9 Eylül İzmir’in Kurtuluşu

9 Eylül İzmir’in Kurtuluşu, Anadolu’nun düşman işgalinden kurtuluşunun son aşamasıdır. Birinci Dünya Savaşı ile İtilaf Güçleri Osmanlı ile 30 Ekim 1918’de Mondoros Ateşkes Antlaşması’nı imzalamış ve buna göre Anadolu’yu işgal hareketine başlamışlardır.
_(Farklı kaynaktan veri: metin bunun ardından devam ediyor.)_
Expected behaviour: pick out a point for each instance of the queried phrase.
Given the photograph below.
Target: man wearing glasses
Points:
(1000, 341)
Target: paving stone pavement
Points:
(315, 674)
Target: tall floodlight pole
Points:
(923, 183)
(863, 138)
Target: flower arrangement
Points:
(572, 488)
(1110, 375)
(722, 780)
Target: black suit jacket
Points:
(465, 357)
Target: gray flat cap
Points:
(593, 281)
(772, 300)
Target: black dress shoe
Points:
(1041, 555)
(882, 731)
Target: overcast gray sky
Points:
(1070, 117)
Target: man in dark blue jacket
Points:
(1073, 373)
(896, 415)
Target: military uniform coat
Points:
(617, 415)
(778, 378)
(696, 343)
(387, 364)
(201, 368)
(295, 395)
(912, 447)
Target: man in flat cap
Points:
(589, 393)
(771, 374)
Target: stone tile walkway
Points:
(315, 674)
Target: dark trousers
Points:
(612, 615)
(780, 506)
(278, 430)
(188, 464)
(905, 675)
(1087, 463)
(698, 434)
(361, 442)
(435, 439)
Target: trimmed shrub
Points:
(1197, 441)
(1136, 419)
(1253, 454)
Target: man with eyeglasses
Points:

Bu işgal karşısında Mustafa Kemal Paşa’nın 19 Mayıs 1919 tarihinde Samsun’dan başlattığı milli kurtuluş hareketi zamanla merkezilik kazanarak Birinci İnönü, İkinci İnönü, Aslıhanlar-Dumlupınar ve Sakarya Meydan Muharebeleri kazanılarak milli direniş büyük bir güç kazandı. 26 Ağustos 1922 sabahı başlatılan Büyük Taarruz Türk Kurtuluş Savaşı’nın son aşamasını oluşturdu. 30 Ağustos tarihinde “Başkomutan Meydan Muharebesi” ile Yunan ordusu büyük ölçüde etkisiz kılındı. Bu sayede taarruz planı büyük ölçüde titizlik ve kısa sürede başarıya uğratılmıştır.

1 Eylül tarihinde, Başkomutan Mustafa Kemal Paşa yayımlanan bir bildiri aracılığıyla tarihi bir emir verdi. Bu emir şu şekildeydi.

“Bütün arkadaşlarımın Anadolu’da daha başka meydan muharebeleri verileceğini göz önüne alarak ilerlemesini ve herkesin akıl gücünü, yiğitlik ve yurtseverlik kaynaklarını yarışırcasına esirgemeden vermeye devam eylemesini isterim. Ordular ilk hedefiniz Akdeniz’dir. İleri!”.

Bu emir Yunanlıların geleceğini belirledi. Çalköy’den verilen bu emir ile 8-9 günlük bir zaman diliminde İzmir ile Akdeniz, Mudanya ile Marmara denizi görülecekti. 31 Ağustos tarihli takip ile Türk Ordusu 2 Eylül tarihinde Uşak’a ulaştı. Yunan Ordusu Başkomutanı General Trikopis burada tutsak düştü.

Harekat hızlı bir şekilde ilerleyerek Türk Ordusu Yunanlıların yağmalama ve yakarak geride bıraktığı köy ve kasabalar nedeniyle dinlenmeden ve uyumadan takibi sürdürdü.

9 Eylül 1922 tarihi ile 1. Kolordu Kemalpaşa’yı, 2. Kolordu Manisa’yı ve 4. Kolordu Turgutlu civarlarını aldı. Kuzeyde ise 3. Kolordu, Kazancıbayırı’ndaki Yunan mevzilerine taarruz etti ve Bursa’ya ilerledi. Türk Ordusu üç sene işgal altında kalmış İzmir’e bu şekilde girdi.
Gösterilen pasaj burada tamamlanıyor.